In another instant Vera had sunk upon her knees before him.
“While you live,” she cried, passionately, lifting her beautiful dark eyes, that were filled with a new light and a new glory, to his—“while you live I will never be another man’s wife!”
And there was no other word spoken. Only a shower of close, hot kisses upon her lips, and two strong arms that drew her nearer and tighter to the beating heart against which she rested, for he was only human after all.
Oh, swift and divine moment of joy, that comes but once in a man’s life, when he holds the woman he loves for the first time to his heart! Once, and once only, he tastes of heaven and forgets life itself in the short and delirious draught. What envious deity shall grudge him those moments of rapture, all too sweet, and, alas! all too short!
To Vera and Maurice, locked in each other’s arms, time had no shore, and life was not. It might have been ten seconds, it might have been an eternity—they could not have told—no pang entered that serene haven where their souls were lapped in perfect happiness; no serpent entered into Eden; no harsh note struck upon their enchanted ears, nor jarring sight upon their sun-dazzled vision. Where in that moment was the duty and the honour that was a part of the man’s very self? What to Vera was the rich marriage and the life of affluence, and all the glitter and tinsel which it had been her soul’s desire to attain? She remembered it not; like a house of cards, it had fallen shattered to the ground.
They loved, and they were together. There was neither duty, nor faith, nor this world’s wisdom between them; nothing but that great joy which on earth has no equal, and which Heaven itself cannot exceed.
But brief are the moments whilst joy, with bated breath and folded wings, pauses on his flight; too soon, alas! is the divine elixir dashed away from our lingering lips.
Already, for Maurice and for Vera, it is over, and they have awakened to earth once more.

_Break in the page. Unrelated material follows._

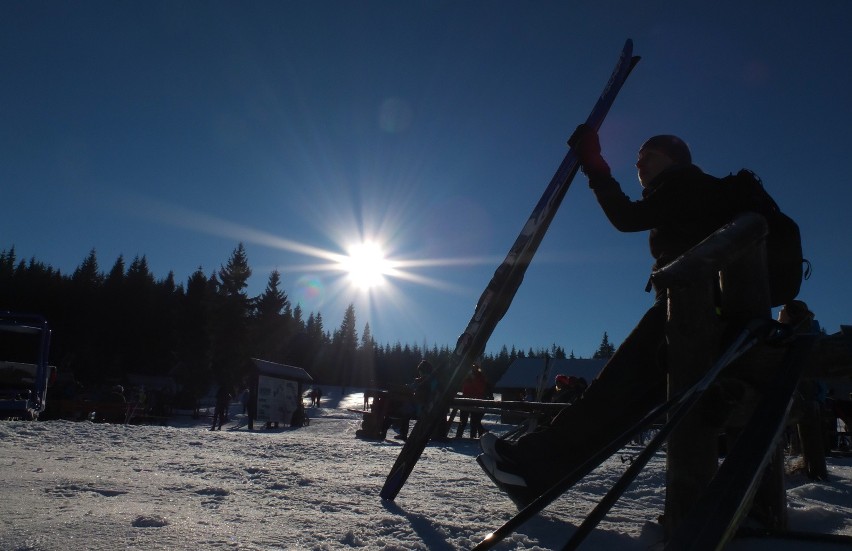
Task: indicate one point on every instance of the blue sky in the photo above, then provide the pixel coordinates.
(176, 130)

It is the man who is the first to remember. “Good God, Vera!” he cries, pushing her back from him, “what terrible misfortune is this? Can it be true that you must suffer too, that you love me?”
“Why not?” she answered, looking at him; happy still, but troubled too; for already for her also Paradise is over. “Is it so hard to believe? And yet many women must have loved you. But I—I have never loved before. Listen, Maurice: when I accepted your brother, I liked him, I thought I could be very happy with him; and—and—do not think ill of me—I wanted so much to be rich; it was so miserable being poor and dependent, and I knew life so well, and how hard the struggle is for those who are poor. I was so determined I would do well for myself; and he was good, and I liked him.”
At the mention of the brother, whom he had wronged, Maurice hid his face in his hands and groaned aloud.